Le syndicat a réagi aux multiples provocations de l'employeur en proposant
de suspendre tout mouvement de revendication.
Surtout, la direction du STTP a isolé la lutte des postiers en la
confinant dans le cadre étroit de négociations pour une convention
collective. Ces négociations ont été rapidement, et de manière prévisible,
court-circuitées par le gouvernement.
Le CTC et le NPD étaient quant à eux encore plus déterminés à isoler les
postiers. Avant que le gouvernement annonce son intention de criminaliser la
lutte des postiers, ils n'avaient absolument rien dit sur la grève et sur
l'affrontement avec les conservateurs qui était imminent.
En réaction à l'annonce du gouvernement Harper qu'il a allait recourir à
une loi antigrève, le World Socialist Web Site a expliqué : « Les
larges désirs réactionnaires qui motivent les attaques du gouvernement
Harper sur les postiers indiquent qu'il y a des enjeux de taille pour toute
la classe ouvrière dans cette lutte. Ils laissent aussi entrevoir la
stratégie que les travailleurs doivent adopter.

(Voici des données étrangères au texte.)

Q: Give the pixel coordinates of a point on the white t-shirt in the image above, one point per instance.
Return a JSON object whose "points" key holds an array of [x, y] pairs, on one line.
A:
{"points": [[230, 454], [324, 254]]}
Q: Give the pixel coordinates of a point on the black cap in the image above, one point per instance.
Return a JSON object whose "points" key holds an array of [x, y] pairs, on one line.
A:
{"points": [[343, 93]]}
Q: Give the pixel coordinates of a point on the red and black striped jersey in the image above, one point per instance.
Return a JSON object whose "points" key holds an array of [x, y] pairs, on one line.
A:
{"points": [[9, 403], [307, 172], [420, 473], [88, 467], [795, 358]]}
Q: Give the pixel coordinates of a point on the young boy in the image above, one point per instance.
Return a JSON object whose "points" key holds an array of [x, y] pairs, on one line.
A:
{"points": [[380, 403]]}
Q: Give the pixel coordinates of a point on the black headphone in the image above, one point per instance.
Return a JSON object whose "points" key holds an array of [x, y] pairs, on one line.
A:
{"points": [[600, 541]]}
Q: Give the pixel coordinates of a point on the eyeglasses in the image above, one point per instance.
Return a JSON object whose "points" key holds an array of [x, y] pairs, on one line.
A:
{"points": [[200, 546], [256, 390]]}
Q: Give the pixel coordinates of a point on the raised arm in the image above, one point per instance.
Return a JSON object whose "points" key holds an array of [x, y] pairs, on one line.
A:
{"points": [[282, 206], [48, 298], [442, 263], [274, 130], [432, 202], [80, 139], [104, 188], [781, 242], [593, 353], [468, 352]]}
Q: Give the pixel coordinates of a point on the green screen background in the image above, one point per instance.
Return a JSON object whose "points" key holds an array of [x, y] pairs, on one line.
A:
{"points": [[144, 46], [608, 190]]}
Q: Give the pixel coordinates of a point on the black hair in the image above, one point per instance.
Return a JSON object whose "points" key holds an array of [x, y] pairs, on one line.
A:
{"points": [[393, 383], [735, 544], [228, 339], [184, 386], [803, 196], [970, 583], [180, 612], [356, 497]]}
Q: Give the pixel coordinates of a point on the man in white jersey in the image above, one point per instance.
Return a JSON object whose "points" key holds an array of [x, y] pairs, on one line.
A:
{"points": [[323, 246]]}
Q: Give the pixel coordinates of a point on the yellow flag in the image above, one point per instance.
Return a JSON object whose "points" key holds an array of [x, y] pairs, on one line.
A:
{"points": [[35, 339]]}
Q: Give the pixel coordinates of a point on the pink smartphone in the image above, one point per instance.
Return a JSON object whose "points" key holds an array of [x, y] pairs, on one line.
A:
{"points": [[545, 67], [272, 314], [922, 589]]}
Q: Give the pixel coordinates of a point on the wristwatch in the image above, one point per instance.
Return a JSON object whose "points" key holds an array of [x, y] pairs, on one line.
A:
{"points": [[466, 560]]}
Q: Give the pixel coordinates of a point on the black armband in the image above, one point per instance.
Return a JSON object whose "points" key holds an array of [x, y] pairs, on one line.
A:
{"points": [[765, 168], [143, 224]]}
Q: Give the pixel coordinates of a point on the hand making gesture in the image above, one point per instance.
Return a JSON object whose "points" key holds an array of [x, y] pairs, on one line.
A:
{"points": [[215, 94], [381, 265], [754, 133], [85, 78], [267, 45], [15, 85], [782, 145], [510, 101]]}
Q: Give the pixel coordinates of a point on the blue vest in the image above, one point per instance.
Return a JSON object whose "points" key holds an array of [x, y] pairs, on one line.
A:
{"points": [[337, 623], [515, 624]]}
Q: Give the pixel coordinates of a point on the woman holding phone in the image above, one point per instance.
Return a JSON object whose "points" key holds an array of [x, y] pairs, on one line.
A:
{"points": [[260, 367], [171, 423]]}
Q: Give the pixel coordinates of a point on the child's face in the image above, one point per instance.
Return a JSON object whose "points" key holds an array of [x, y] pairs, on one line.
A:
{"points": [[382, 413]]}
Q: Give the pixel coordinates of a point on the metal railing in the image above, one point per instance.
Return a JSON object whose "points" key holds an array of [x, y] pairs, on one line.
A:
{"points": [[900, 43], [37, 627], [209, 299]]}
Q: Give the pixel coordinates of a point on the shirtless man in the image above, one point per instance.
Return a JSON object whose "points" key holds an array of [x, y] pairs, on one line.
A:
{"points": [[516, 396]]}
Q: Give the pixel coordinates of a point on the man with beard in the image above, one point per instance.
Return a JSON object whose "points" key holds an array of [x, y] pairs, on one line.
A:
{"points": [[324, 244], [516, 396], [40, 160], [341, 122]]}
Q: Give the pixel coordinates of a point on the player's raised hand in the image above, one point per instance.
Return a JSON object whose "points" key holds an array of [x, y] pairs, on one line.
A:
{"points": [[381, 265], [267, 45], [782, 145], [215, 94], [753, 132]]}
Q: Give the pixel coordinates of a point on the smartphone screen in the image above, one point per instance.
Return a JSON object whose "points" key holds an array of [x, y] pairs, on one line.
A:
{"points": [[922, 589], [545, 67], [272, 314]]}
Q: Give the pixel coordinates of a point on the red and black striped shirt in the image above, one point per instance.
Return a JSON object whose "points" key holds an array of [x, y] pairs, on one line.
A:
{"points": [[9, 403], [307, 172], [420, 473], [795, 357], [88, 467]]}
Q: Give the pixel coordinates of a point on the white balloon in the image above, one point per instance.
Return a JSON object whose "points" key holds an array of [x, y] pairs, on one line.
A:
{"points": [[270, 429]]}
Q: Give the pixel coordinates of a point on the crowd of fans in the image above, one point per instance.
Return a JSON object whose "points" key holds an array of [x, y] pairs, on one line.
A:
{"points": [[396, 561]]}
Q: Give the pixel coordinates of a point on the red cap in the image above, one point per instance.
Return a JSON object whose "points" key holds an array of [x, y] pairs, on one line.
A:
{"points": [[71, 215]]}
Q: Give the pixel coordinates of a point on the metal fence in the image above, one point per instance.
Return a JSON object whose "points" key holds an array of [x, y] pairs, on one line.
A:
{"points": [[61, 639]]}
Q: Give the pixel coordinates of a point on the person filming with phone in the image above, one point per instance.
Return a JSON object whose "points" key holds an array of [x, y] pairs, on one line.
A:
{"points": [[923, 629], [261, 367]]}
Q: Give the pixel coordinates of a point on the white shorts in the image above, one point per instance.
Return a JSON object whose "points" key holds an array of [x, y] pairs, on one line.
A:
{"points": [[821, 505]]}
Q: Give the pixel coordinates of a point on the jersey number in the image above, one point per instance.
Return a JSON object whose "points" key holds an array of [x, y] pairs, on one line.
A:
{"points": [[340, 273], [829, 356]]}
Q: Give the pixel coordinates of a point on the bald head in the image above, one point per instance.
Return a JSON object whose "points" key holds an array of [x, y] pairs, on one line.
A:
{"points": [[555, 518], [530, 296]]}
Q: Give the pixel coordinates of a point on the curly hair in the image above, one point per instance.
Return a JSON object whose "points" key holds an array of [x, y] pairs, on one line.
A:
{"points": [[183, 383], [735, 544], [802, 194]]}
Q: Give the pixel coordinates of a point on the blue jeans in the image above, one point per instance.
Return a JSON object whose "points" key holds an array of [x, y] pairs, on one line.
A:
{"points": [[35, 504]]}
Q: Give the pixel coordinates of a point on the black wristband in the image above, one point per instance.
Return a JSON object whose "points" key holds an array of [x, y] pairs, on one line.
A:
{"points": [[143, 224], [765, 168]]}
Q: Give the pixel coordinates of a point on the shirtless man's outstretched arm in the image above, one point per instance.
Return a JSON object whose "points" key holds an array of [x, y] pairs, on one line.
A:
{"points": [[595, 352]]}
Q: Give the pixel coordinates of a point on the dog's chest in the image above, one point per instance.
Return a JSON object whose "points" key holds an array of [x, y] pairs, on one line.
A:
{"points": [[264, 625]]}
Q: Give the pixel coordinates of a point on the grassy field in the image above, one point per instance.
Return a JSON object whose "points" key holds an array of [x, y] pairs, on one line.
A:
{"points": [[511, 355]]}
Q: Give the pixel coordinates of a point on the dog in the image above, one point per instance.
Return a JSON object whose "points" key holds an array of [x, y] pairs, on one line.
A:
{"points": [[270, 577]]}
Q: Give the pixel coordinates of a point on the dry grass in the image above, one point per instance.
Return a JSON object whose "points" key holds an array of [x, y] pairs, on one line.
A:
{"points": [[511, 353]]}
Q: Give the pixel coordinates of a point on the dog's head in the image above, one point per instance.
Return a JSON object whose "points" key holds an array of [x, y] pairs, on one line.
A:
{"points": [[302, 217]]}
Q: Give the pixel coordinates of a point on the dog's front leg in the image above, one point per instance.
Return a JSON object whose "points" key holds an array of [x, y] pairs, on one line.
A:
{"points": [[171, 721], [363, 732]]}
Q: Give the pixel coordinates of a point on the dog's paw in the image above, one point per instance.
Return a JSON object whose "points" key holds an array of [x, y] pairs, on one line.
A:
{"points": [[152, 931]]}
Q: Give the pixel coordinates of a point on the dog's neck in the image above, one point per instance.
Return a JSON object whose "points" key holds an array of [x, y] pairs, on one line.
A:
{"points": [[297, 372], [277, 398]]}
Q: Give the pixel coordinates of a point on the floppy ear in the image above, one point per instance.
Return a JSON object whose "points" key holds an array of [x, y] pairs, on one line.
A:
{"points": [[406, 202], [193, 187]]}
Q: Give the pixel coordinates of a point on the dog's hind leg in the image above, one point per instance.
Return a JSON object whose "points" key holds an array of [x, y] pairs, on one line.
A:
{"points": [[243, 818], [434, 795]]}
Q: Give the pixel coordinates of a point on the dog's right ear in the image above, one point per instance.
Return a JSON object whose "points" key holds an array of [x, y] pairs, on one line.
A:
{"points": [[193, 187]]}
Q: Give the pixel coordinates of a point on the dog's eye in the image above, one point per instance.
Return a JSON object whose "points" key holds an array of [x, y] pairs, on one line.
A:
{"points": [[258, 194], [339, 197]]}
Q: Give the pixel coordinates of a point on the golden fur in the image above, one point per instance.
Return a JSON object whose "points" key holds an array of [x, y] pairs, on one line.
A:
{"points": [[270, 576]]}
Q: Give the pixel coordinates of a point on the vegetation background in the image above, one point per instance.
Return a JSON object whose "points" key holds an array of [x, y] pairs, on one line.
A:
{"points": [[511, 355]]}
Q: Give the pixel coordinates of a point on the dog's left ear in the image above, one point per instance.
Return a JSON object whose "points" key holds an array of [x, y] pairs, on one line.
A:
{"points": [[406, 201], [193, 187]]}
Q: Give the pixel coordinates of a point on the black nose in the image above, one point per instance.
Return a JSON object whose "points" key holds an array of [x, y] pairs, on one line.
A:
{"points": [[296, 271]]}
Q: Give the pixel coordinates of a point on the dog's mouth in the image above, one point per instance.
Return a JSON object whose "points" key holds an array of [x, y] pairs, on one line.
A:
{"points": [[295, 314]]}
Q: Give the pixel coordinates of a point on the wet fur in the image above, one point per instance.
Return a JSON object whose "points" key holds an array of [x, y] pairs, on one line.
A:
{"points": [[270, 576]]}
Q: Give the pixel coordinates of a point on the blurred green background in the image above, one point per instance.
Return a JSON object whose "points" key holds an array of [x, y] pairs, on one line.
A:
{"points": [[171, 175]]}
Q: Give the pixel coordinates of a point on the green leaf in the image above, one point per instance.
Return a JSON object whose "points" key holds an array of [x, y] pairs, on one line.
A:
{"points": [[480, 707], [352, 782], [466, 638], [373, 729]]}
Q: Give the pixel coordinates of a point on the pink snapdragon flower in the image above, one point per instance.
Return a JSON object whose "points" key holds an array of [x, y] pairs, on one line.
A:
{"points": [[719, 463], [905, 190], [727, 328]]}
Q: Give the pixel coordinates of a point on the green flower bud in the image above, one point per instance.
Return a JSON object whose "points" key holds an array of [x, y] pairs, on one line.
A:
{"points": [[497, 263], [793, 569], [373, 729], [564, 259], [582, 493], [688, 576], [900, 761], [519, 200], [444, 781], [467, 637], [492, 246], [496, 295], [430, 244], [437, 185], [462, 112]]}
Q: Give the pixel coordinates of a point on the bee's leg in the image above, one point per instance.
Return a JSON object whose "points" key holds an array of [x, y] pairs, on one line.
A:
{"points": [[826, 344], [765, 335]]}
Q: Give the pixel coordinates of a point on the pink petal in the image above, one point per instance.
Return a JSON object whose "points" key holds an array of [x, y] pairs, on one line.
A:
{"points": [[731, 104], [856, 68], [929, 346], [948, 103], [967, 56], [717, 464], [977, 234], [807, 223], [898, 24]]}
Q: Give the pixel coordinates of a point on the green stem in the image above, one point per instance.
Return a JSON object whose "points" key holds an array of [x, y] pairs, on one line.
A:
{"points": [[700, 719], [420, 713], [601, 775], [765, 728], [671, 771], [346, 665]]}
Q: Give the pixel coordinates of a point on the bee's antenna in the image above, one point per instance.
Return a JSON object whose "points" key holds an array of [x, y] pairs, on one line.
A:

« Les postiers doivent faire de leur lutte le fer de lance d'une
offensive politique et industrielle de la classe ouvrière contre le
gouvernement conservateur et en défense des emplois, des retraites, des
droits ouvriers et des services publics. »
Mais pour le STTP et tout le mouvement « officiel », il ne pourrait y
avoir d'avenue plus dangereuse : le statut légal des syndicats et les
privilèges des bureaucrates grassement payés qui composent leur direction
proviennent de leur rôle de policier dans la classe ouvrière.
La campagne organisée par les syndicats et le NPD contre le projet de loi
C-6 était une fausse lutte. Celle-ci, constituée de quelques manifestations
à faible participation et d'une courte obstruction parlementaire, a servi a
dissiper la colère des travailleurs et à renforcer l'autorité du STTP, pour
s'assurer que le syndicat allait pouvoir faire respecter la loi antigrève
lors de son adoption.
Le NPD, dont l'appui électoral, au contraire des conservateurs, a grimpé
en flèche lors de l'élection fédérale du 2 mai, a, avec le plein soutien du
CTC, réagi au développement de son influence en s'orientant encore plus vers
la droite. Depuis qu'il est l'opposition officielle, le NPD a exprimé à
maintes reprises qu'il était prêt à travailler avec le gouvernement Harper,
a appuyé la prolongation de l'assaut impérialiste contre la Libye et le rôle
de premier plan du Canada dans cette intervention, et a facilité l'assaut de
l'État contre les postiers. Le but évident du chef du NPD, Jack Layton, et
de ses collègues sociaux-démocrates, est de convaincre l'élite canadienne
qu'elle peut faire confiance au NPD pour gouverner en son nom. Ce parti
viendrait ainsi détrôner le Parti libéral comme parti de « gauche » du
gouvernement.
Les travailleurs doivent tirer les leçons du rôle que jouent les
syndicats et le NPD en étant complices du gouvernement Harper dans
l'importante défaite qu'il a infligée aux postiers et, ainsi, en accélérant
le programme de la grande entreprise qui vise à faire payer les travailleurs
pour la crise capitaliste mondiale.
Pour défendre sa position sociale et ses droits fondamentaux, la classe
ouvrière doit développer son propre programme pour résoudre la crise
économique aux dépens de la grande entreprise, en portant au pouvoir un
gouvernement ouvrier qui aurait pour tâche de nationaliser les banques et
les principales industries sous le contrôle démocratique de la classe
ouvrière.
Toutes les luttes ouvrières contre les fermetures d'usine, le coupes dans
les services publics, les concessions et les lois antiouvrières doivent être
unies dans un mouvement politique indépendant de la classe ouvrière contre
le gouvernement Harper et le régime capitaliste dans son ensemble.
Une telle lutte exige une rupture politique et organisationnelle avec les
syndicats et le NPD, qui existent pour réprimer et étouffer les luttes de la
classe ouvrière. En opposition aux bureaucrates syndicaux, les travailleurs
doivent bâtir de nouvelles organisations de lutte, des comités d'usine, de
bureau et de quartier, et surtout un parti socialiste de masse de la classe
ouvrière, dans le but de lutter pour un gouvernement ouvrier. C'est pour ce
programme que se bat le Parti de l'égalité socialiste.